With the royal state sword raised in his hands, he swore: “I, Nana Ahor Kakabaah Annan I, the Foreign Ambassador (Amanadzehene) of the Gomoa Akyempim Traditional Area, today swear before the Omanhene Nana Obirifo Ahunako Ahor Ankobea II and his subjects that should I be called upon in any matter of the state in the morning, afternoon or evening, I will respond promptly without fail accept sickness, If I fail to heed to the call to duty, then I have breached my oath of office. After administering the oath, the chief together with the elders danced gracefully to the drumbeats of the frontomfrom and atupan drums whiles his subjects sang his praises. The kingmakers took him to the royal stool house at Gomoa Assin where they performed customary rites and sacrifices as his final initiation into office. The elders poured libation and prayed to the gods for long life and prosperity of the state and the people. Addressing the gathering, the Omanhene said that Nana Kakabaah comes from a royal family whose roots they could proudly trace to the ancient kingdom at Bono in Brong Ahafo. He said the Traditional Council chose Nana Kakabaah as the ideal occupant of the stool because of his exceptional capabilities in mobilizing people for development in the area. “Not long ago we made him the Apagyahene (Development Chief) and later Acting Odikro of Gomoa Assin.
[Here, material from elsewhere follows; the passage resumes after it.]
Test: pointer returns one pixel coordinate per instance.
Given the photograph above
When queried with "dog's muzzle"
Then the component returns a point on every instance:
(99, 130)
His sterling performance has earned him another enviable position of Foreign Ambassador (Amanadzehene),” he said, adding that since he assumed those positions, he worked hard to transform Gomoa Assin into a developing and enlightened community. Obirifo Ankobea II urged the Amanadzehene to implement programs in the Diaspora to attract local and foreign investors and reach out to Gomoa residents abroad to visit home regularly and channel resources to the Gomoa Akyempim state for economic development. He said he was sad that many Ghanaian chiefs left the country to work abroad for their personal gains to the detriment of their communities. The Omanhene, Obirifo said such adventures deny the people traditional leadership, which is the bedrock of leadership at the grass root. On his part, the Adontenhene, of Gomoa akyempimTraditional Area Nana Obentsi Kuma praised the new chief for his quest to develop the traditional area. He said that in view of the good record of accomplishment of Nana Kakabaah, all chiefs at a council meeting unanimously agreed to his nomination as Amanadzehene. He said there were times when Nana Kakabaah would organize homecoming trips for citizens of Gomoa Akyepim resident abroad and when they arrived at the Kotoka International Airport the people would give them an exciting welcome.

The Adontenhene disclosed that in accordance with the Chieftancy Act, the Traditional Council had a register of all chiefs in its jurisdiction, adding that de-stoolment as punitive measure, awaits any chief who travels abroad for more than one year without visiting his people. The ancestors of the Gomoa people according to their tradition belong to the larger Akan group who lived at Bono-Mansu and later migrated to Bono Takyiman. Historical accounts say they were among the people who founded the town of Walata in the Sahara in 1224. The group finally moved southwards from Takyiman into the western forest to found their own state. Some of them (Fantes from Bono-Takyiman) did likewise at the same time ( around 1300) and finally founded Gomoa Assin and Gomoa Adjumako states near the coast. In view of its role as one of the earliest settlement of the Gomoa people, Gomoa Assin has become the traditional capital of the Gomoa State.